僕は自分なりに噛み砕いて自分の役にしようという思いが強いタイプの役者だと思います。今回は既にあるイメージに完璧に寄せなくていいのが本当に嬉しいです。凌大くんとWキャストで、役の作り方も明るい部分と闇の出し方も2人で違うと思いますが、そこは違ったままでいいと(演出の)板垣さんも言ってくれているので、全然違う印象になると思います。

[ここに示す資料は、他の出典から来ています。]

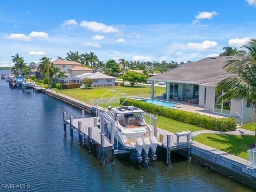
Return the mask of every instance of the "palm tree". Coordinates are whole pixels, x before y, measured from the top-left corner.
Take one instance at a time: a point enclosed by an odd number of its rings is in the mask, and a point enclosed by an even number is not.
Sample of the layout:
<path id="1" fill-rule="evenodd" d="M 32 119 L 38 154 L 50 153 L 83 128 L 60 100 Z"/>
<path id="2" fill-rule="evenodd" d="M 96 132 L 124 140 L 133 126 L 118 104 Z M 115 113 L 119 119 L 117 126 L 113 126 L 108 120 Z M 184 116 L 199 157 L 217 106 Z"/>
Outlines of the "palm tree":
<path id="1" fill-rule="evenodd" d="M 50 78 L 53 77 L 56 74 L 56 68 L 53 66 L 53 64 L 51 62 L 51 59 L 46 57 L 43 57 L 40 60 L 40 64 L 38 66 L 42 74 L 48 77 L 49 88 L 50 87 Z"/>
<path id="2" fill-rule="evenodd" d="M 12 62 L 15 63 L 14 66 L 12 69 L 12 71 L 13 71 L 14 74 L 16 73 L 16 75 L 22 75 L 21 70 L 22 67 L 24 67 L 24 65 L 26 65 L 24 62 L 24 58 L 20 57 L 18 53 L 16 54 L 14 56 L 12 56 L 12 58 L 13 58 L 12 59 Z"/>
<path id="3" fill-rule="evenodd" d="M 215 87 L 217 91 L 225 92 L 217 102 L 226 102 L 231 99 L 245 100 L 252 105 L 256 114 L 256 39 L 251 39 L 247 45 L 242 47 L 248 51 L 247 56 L 241 56 L 241 59 L 228 61 L 224 68 L 233 77 L 228 77 L 220 81 Z M 254 147 L 256 147 L 256 128 Z"/>
<path id="4" fill-rule="evenodd" d="M 96 61 L 99 61 L 98 57 L 94 54 L 94 53 L 91 52 L 89 54 L 89 62 L 91 63 L 92 67 L 95 67 L 95 63 Z"/>
<path id="5" fill-rule="evenodd" d="M 231 56 L 231 55 L 243 55 L 246 53 L 245 51 L 237 50 L 236 47 L 232 48 L 231 47 L 224 47 L 223 50 L 225 51 L 220 54 L 220 56 Z"/>
<path id="6" fill-rule="evenodd" d="M 119 65 L 121 66 L 122 75 L 124 75 L 125 73 L 126 68 L 129 65 L 129 63 L 128 61 L 125 61 L 125 59 L 118 59 L 118 61 L 119 61 Z M 124 80 L 123 79 L 123 84 L 124 84 Z"/>

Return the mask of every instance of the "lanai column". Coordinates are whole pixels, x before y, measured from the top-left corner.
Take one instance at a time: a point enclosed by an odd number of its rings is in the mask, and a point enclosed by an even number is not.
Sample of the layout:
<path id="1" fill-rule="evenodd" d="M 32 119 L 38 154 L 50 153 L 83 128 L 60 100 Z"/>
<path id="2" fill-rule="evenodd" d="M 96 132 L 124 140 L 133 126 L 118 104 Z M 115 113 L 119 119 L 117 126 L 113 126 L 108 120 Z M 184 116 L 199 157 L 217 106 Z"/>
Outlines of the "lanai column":
<path id="1" fill-rule="evenodd" d="M 154 81 L 151 81 L 151 98 L 154 98 Z"/>
<path id="2" fill-rule="evenodd" d="M 170 100 L 170 82 L 166 82 L 166 101 Z"/>

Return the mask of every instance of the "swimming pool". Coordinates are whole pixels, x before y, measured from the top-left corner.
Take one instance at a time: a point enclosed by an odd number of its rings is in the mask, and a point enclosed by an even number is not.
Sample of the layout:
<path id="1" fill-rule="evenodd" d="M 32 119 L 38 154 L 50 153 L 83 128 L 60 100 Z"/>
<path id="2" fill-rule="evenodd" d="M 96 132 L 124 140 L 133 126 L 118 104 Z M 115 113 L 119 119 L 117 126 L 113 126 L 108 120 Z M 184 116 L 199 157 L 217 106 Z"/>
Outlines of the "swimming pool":
<path id="1" fill-rule="evenodd" d="M 161 101 L 158 100 L 157 99 L 140 99 L 141 101 L 144 101 L 149 103 L 159 105 L 162 106 L 167 107 L 171 107 L 177 108 L 178 107 L 175 107 L 174 106 L 178 105 L 178 103 L 175 103 L 171 102 L 165 101 Z"/>

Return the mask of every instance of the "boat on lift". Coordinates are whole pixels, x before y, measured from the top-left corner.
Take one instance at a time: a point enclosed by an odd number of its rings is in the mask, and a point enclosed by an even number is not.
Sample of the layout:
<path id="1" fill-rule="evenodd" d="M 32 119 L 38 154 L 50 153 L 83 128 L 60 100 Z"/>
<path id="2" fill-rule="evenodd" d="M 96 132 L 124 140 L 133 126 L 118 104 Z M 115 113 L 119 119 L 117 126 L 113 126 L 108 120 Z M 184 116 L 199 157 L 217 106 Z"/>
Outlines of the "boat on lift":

――芸能の民という設定ですが、ダンスもあるんでしょうか?
どうでしょう。ステージング・振り付けで当銀大輔さんが入ってくれてはいます。作中では、マレビトは祭り以外の時は結構嫌われているというか、水商売的な感じで捉えられているんです。佐之助は、生きにくい世の中で必要な時だけ呼ばれて盛り上げる自分の存在価値を考えるような感じ。普段は芸事が禁じられている世界ですし、これだけキャストがいてマレビトは2人しかいない。みんながどれだけ踊るのかわかりませんが、踊ってほしいですよね。
――役作りについてはどう考えていますか。
今、お芝居を始めた頃にやっていたことを今一度確認しようと思っているタイミングです。例えば、作品に直接は関係ないし、お客さんには伝わらないことなんですけれど、(キャラクターの)利き手はどっちか、お父さんがいたかどうかとか。もちろん今もやっていますが、伝える技量がないし伝わらないだろうと思って少しずつ省いてしまっていたんです。でも、もっと役を生きるためには必要だなと改めて思いました。海外の作品だと、理解しきれない部分がどうしてもあるからそこまで作れなかったというのも正直あります。この作品は日本が舞台で、想像もしやすいのでより深く向き合えるんじゃないかと。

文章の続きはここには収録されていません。